- Deseret News - Saturday, October 11, 2014

Grab the tissues and cough drops — flu season is almost here! Influenza is a contagious respiratory disease caused by viruses. If your family has ever been hit with the flu bug, you know how awful it can be. I don’t know whether it’s due to good luck or preparation, but it’s been several years since my family has been stricken. Get your family in fighting mode against the flu and other germs by doing these six things.

Consider vaccinations. There is debate about the efficacy of influenza vaccinations, but most healthcare professionals are in favor of vaccinations. Three populations who should consider opting for flu vaccinations are young children, older adults and people with compromised immune systems. Don’t wait too long to get vaccinated as it takes about 2 weeks to build immunity. Health insurance generally covers the cost of flu vaccinations, and community health centers often offer flu shot clinics as an easy way to get everyone vaccinated.

Get enough sleep. Without enough sleep, your body can’t fight off viruses and bacteria that want to make you sick. Get in the habit of getting to bed on time, particularly if you feel stressed or run down. Help your children get enough sleep too so their bodies can be primed and ready to fight the flu.

Eat well. A balanced diet full of healthful foods will keep you feeling strong. Try to eat several servings of fruits and vegetables each day. Drink plenty of water. Consider taking multivitamins and giving them to your children. Like getting enough sleep, eating well will help your immunity stay strong.

Avoid sick people. If you’re sick, try to stay at home. If your children are sick, keep them home until they are well. I know this is easier said than done, but if someone at work complains about feeling like they are getting the flu, steer clear (and go wash your hands).

I avoid crowds and public situations if our family is passing a bug around, even if it means missing out on fun events. I hope others show the same courtesy as much as possible so we can avoid getting the flu.
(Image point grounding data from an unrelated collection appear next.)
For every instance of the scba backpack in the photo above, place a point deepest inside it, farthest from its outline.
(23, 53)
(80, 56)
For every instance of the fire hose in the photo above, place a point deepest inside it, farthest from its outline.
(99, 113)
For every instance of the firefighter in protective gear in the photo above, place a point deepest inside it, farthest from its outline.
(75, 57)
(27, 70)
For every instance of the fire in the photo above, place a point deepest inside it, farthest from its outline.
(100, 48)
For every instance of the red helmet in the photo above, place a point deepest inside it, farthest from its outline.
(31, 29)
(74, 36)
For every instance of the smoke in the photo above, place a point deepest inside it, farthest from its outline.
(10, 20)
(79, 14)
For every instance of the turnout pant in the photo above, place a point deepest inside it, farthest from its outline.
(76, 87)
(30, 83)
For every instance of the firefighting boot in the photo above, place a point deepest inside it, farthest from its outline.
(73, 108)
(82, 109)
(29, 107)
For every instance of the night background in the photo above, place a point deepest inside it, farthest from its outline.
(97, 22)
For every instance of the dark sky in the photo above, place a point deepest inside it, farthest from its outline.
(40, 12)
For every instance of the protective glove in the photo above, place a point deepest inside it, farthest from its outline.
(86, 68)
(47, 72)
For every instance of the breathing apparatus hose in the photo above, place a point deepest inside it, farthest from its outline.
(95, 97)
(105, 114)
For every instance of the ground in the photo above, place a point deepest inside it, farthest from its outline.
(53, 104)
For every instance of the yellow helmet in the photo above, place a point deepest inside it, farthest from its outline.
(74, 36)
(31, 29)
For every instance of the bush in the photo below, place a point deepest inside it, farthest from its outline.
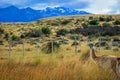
(62, 32)
(117, 22)
(102, 18)
(46, 31)
(32, 33)
(15, 38)
(1, 42)
(48, 47)
(65, 22)
(93, 22)
(109, 19)
(84, 24)
(1, 31)
(91, 18)
(6, 36)
(106, 25)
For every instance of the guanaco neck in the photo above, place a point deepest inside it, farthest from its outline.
(92, 53)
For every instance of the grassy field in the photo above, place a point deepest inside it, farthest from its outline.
(65, 64)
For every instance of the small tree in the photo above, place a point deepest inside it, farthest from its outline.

Practice good hygiene. Every day when my children come home from school, I say the same two things: “How was your day?” and “Go wash your hands.” I think this second phrase has kept us relatively healthy over the years. In addition to washing hands often, I also disinfect common surfaces often during the flu season. An easy chore for kids is to have them wipe down doorknobs and light switches with disinfecting wipes, but make sure they wash their hands afterwards.

Change hand towels often in commonly used bathrooms and teach children to cough and sneeze into their elbows. Place tissues throughout the house and keep sick people away from the rest of the family. Good hygiene works, so get in the habit.

Track outbreaks near you. Some years, it takes time for influenza to spread, but when it hits your area, it can move quickly. Pay attention to news reports or the CDC website so you can be extra vigilant if influenza is coming your way. Also, schools often warn parents if multiple children are coming down with the same illness.

Staying healthy all winter might seem next to impossible, but with preparation and good habits, your family will be ready for the flu season and have a better chance of staying well.